Per Joe Tacopina, l’arrivo del suo ‘pupillo‘ giallorosso rappresenta uno dei passaggi più importanti della sua vita da presidente: “Nei miei tredici anni di carriera nel calcio italiano non sono mai stato così felice di presentare il nuovo allenatore come lo sono oggi. Daniele è un mio caro amico e sono sicuro, oltre che convinto della nostra scelta. L’ho sempre stimato, siamo sempre rimasti in contatto ed ero sicuro che avrebbe avuto un futuro come questo. Quando concluse il corso a Coverciano, dissi che un giorno o l’altro sarebbe diventato allenatore di un mio club. In sé ha un mix unico essendo leggenda dello sport, ma anche un fuoriclasse e una persona ammirata e rispettata in tutto il mondo. È un leader nato, un predestinato”.
“De Rossi – racconta l’avvocato – ha una leadership innata e una grandissima fame di vittoria, di ottenere successi. È la persona adatta per noi in questo momento. Quando io, Lupo, Ortoli e Donatelli l’abbiamo incontrato a Roma per chiudere la trattativa, l’abbiamo comunicato alla squadra. Numerosi sono stati i messaggi di felicità e gratitudine da parte del gruppo: una cosa mai vista in passato, che mi ha fatto capire aver intrapreso la strada giusta. Io ancora oggi credo molto in questa squadra, nell’eccellente lavoro che è stato fatto nella costruzione a livello tecnico e umano. È unita, si comporta come una famiglia e penso sia l’ambiente giusto in cui Daniele potrà sviluppare al meglio le sue qualità umane e tecniche. Il nostro obiettivo è portare la Spal più in alto possibile, senza porci limiti. Abbiamo un grande potenziale: ora dobbiamo dare il nostro massimo”.
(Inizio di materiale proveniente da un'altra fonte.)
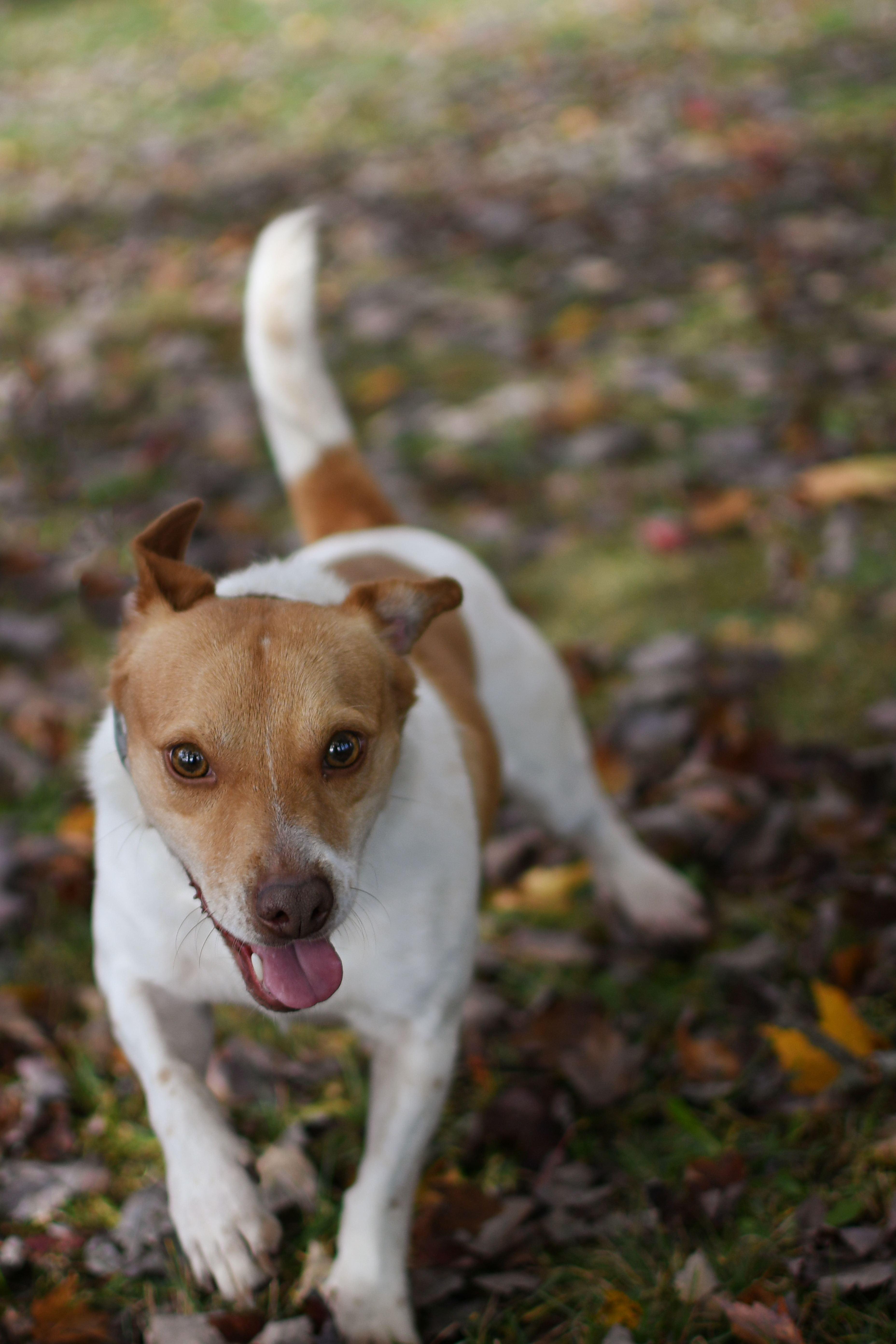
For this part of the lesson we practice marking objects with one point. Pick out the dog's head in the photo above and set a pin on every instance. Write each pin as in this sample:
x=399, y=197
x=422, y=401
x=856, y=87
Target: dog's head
x=261, y=736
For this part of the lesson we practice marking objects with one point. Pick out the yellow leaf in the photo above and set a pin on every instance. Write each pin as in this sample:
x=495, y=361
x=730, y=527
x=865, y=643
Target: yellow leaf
x=812, y=1069
x=839, y=1019
x=574, y=324
x=884, y=1151
x=620, y=1310
x=872, y=476
x=76, y=828
x=379, y=386
x=545, y=890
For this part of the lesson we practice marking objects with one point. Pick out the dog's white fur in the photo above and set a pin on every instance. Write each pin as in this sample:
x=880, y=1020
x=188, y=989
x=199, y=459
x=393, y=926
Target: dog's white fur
x=408, y=943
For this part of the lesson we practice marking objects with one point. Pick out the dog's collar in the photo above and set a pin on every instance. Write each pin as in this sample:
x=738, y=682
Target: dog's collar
x=121, y=737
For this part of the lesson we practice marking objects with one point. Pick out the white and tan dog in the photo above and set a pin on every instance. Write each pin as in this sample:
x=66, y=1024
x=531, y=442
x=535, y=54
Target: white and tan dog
x=301, y=742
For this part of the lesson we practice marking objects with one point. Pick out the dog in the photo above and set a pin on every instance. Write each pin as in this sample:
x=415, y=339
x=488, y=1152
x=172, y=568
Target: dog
x=294, y=745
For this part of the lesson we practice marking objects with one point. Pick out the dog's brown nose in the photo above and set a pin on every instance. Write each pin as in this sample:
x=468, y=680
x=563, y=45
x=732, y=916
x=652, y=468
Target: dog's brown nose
x=295, y=908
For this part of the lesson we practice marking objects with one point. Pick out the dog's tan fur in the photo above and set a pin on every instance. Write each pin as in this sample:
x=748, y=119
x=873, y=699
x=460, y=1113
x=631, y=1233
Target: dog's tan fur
x=263, y=679
x=339, y=495
x=444, y=654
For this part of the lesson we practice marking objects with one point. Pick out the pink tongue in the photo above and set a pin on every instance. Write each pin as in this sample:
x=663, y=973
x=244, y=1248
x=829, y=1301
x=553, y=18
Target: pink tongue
x=303, y=974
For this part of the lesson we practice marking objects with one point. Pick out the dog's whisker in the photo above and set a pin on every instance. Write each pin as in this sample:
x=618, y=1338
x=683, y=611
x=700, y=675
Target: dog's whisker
x=363, y=892
x=179, y=943
x=206, y=944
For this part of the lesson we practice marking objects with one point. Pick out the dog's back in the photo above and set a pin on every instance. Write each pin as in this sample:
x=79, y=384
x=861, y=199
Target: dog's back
x=326, y=479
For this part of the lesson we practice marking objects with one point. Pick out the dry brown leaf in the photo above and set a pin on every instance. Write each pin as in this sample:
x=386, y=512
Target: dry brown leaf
x=615, y=771
x=578, y=400
x=315, y=1271
x=706, y=1058
x=812, y=1069
x=696, y=1279
x=872, y=476
x=574, y=1038
x=726, y=511
x=761, y=1324
x=839, y=1019
x=61, y=1319
x=850, y=964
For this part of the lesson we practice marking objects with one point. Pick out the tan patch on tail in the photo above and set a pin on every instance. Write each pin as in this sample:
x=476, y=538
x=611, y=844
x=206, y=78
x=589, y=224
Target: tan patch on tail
x=339, y=495
x=444, y=655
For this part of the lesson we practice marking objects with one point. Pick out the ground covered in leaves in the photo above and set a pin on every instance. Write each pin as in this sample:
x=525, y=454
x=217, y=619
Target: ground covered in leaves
x=612, y=292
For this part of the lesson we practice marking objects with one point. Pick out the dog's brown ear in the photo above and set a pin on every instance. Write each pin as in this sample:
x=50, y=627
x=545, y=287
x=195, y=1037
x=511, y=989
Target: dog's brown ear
x=404, y=608
x=162, y=572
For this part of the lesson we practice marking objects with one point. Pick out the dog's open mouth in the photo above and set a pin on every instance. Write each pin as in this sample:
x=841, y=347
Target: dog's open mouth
x=299, y=975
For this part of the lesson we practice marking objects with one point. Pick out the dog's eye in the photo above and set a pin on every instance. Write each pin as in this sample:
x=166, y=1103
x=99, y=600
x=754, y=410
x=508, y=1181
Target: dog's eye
x=189, y=761
x=343, y=750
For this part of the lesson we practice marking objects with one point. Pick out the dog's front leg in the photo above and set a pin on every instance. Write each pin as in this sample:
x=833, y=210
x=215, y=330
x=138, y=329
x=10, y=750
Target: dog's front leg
x=367, y=1288
x=222, y=1225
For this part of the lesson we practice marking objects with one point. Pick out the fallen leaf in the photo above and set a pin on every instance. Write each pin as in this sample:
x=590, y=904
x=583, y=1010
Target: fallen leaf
x=864, y=1279
x=812, y=1069
x=872, y=476
x=706, y=1058
x=545, y=890
x=620, y=1310
x=523, y=1119
x=449, y=1207
x=574, y=324
x=76, y=828
x=237, y=1327
x=850, y=964
x=379, y=386
x=884, y=1151
x=760, y=1323
x=315, y=1271
x=507, y=1283
x=839, y=1019
x=574, y=1038
x=61, y=1319
x=615, y=771
x=722, y=514
x=550, y=947
x=578, y=401
x=717, y=1183
x=288, y=1178
x=696, y=1279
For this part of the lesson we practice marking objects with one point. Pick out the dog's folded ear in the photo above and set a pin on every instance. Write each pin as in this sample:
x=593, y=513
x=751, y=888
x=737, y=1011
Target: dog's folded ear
x=404, y=608
x=162, y=572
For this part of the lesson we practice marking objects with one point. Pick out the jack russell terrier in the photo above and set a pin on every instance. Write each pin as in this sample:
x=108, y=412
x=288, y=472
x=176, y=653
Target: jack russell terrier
x=281, y=747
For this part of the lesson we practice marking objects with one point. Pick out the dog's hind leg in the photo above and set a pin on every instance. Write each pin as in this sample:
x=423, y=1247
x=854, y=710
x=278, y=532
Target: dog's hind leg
x=546, y=764
x=222, y=1225
x=367, y=1288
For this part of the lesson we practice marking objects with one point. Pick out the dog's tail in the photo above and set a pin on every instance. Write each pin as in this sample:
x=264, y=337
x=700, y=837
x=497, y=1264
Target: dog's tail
x=308, y=428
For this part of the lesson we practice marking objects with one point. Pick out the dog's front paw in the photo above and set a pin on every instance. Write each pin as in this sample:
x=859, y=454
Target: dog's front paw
x=369, y=1312
x=658, y=902
x=224, y=1228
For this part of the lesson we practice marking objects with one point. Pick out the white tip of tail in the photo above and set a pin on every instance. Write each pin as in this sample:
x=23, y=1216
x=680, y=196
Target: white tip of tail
x=299, y=404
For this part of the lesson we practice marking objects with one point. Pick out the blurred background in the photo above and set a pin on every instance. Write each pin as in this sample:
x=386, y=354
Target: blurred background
x=610, y=289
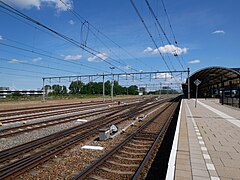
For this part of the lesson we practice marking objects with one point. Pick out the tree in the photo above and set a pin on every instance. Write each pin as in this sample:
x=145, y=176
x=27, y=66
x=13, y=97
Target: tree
x=57, y=89
x=76, y=87
x=64, y=90
x=133, y=90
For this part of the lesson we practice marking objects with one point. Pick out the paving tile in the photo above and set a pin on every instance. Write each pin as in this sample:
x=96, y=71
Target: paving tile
x=219, y=154
x=224, y=148
x=182, y=178
x=181, y=173
x=217, y=161
x=197, y=160
x=200, y=178
x=231, y=163
x=201, y=166
x=234, y=155
x=183, y=167
x=210, y=166
x=183, y=162
x=227, y=172
x=202, y=173
x=213, y=173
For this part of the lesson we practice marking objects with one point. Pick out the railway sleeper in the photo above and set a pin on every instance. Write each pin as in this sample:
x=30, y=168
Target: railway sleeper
x=116, y=171
x=120, y=164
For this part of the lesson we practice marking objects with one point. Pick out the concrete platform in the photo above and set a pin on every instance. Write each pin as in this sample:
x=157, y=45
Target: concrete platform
x=206, y=143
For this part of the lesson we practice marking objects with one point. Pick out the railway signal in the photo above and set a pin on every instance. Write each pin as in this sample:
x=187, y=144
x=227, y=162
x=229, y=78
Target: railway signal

Il benvenuto al nuovo allenatore è arrivato anche dal dt Fabio Lupo, seduto al suo fianco: “Oggi sono felice che Daniele abbia accettato la nostra proposta per iniziare la sua avventura. Lo sono meno, invece, sapendo che lo stiamo presentando dopo l’esonero di un allenatore, che dal mio punto di vista è sempre un fallimento. Perchè vuol dire che qualche errore evidentemente è stato fatto, da me per primo. Un grazie a Roberto per il lavoro fatto, ma non creiamoci alibi. Ognuno di noi ha fatto meno in qualcosa e le responsabilità sono di tutti, non solo di chi se n’è andato. Ora tutti dobbiamo fare qualcosa in più per consentire a De Rossi di avere il lavoro più facile possibile”.
“Lo abbiamo scelto – precisa il direttore tecnico – per le sue qualità e non per il suo passato. E vorrei che da domani si parlasse del suo presente e del suo futuro, non di quello che ha fatto da calciatore, che resta importante. Abbiamo la convinzione che Daniele sia la persona giusta nel momento giusto. Ha qualità carismatiche e caratteriali, e quando abbiamo parlato di calcio ha dimostrato di avere competenze. Questo, insieme al suo attuale entusiasmo, è la miglior medicina per questa squadra, che attualmente ha bisogno di ritrovare entusiasmo e certezze. Pensiamo che lui sia in grado di darle”.
Ieri (mercoledì 12 ottobre) intanto il sindaco Alan Fabbri ha scritto proprio a De Rossi, che gli ha risposto con un ringraziamento e un pensiero di affetto alla città. “È un piacere dare il benvenuto a un nome importante del calcio italiano che Ferrara sta accogliendo con grande calore e tanta aspettativa – ha affermato il primo cittadino -. Ringrazio anche il presidente Tacopina e mi complimento con lui per averlo convinto a scegliere la Spal”.